On October 30, the U.S. Securities and Exchange Commission (SEC) Office of the Whistleblower posted nineteen new Notices of Covered Actions (NCAs). Each NCA relates to a specific SEC enforcement action and signals that individuals may now submit whistleblower award claims for these actions. Whistleblowers have until January 28, 2021 to apply for an award for these newly posted NCAs by submitting a completed Form WB-APP to the Office of the Whistleblower.
The nineteen NCAs touch on a wide variety of cases of corporate fraud and misconduct. One NCA relates to a $6.1 million settlement regarding charges of conducting an unregistered initial coin offering (ICO) of digital asset securities. Another NCA covers the SEC’s $18 million settlement with BMW for charges that BMW disclosed “inaccurate and misleading information about BMW’s retail sales volume in the U.S. while raising approximately $18 billion from investors in several corporate bond offerings.” By posting an NCA, the SEC is not making any determination that the relevant case was aided by a whistleblower tip. Rather, the SEC posts an NCA for any enforcement action that results in monetary sanctions exceeding $1 million.

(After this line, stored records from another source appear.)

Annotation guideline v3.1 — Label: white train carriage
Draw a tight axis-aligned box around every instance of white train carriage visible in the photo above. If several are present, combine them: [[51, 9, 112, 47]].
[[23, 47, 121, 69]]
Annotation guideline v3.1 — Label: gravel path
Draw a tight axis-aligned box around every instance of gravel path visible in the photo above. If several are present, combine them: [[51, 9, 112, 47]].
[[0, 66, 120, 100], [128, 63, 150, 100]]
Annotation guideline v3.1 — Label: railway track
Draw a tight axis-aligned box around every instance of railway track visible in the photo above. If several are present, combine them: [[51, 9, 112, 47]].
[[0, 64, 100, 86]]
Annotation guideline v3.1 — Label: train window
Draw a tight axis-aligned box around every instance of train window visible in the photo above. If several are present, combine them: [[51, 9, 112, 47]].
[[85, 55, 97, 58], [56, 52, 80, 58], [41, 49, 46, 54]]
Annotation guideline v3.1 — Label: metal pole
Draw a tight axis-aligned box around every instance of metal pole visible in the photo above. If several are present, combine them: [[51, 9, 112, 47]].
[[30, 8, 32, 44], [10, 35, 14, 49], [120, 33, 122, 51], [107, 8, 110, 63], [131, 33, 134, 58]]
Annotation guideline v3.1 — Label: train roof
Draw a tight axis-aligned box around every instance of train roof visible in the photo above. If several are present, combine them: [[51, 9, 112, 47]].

Through the SEC Whistleblower Program, qualified whistleblowers, individuals who voluntarily provide the SEC original information that leads to a successful enforcement action, are entitled to a monetary award of 10-30% of funds recovered by the government. According to the SEC, “all payments are made out of an investor protection fund established by Congress that is financed entirely through monetary sanctions paid to the SEC by securities law violators.”
The SEC Whistleblower Program has had a record-setting start to the 2021 fiscal year. Since the fiscal year began on October 1, the SEC has issued approximately $154 million to six whistleblowers. In the 2020 fiscal year, the SEC issued whistleblower awards totaling approximately $175 million, the most in program history. The SEC is currently on pace to break that record within the first two months of this fiscal year.
Last month, Whistleblower Network News analyzed a month’s worth of SEC whistleblower award orders to understand the most important factors in the SEC’s award determination process. The two most referenced factors in the orders were the timeliness of the whistleblower’s disclosure and the degree of further assistance offered by the whistleblower. Notably, in one September award order the SEC stated that they “preliminarily determined to deny Claimant 3’s award claim on the alternative ground that it was submitted after the 90-day deadline for submitting claims for the Covered Action.”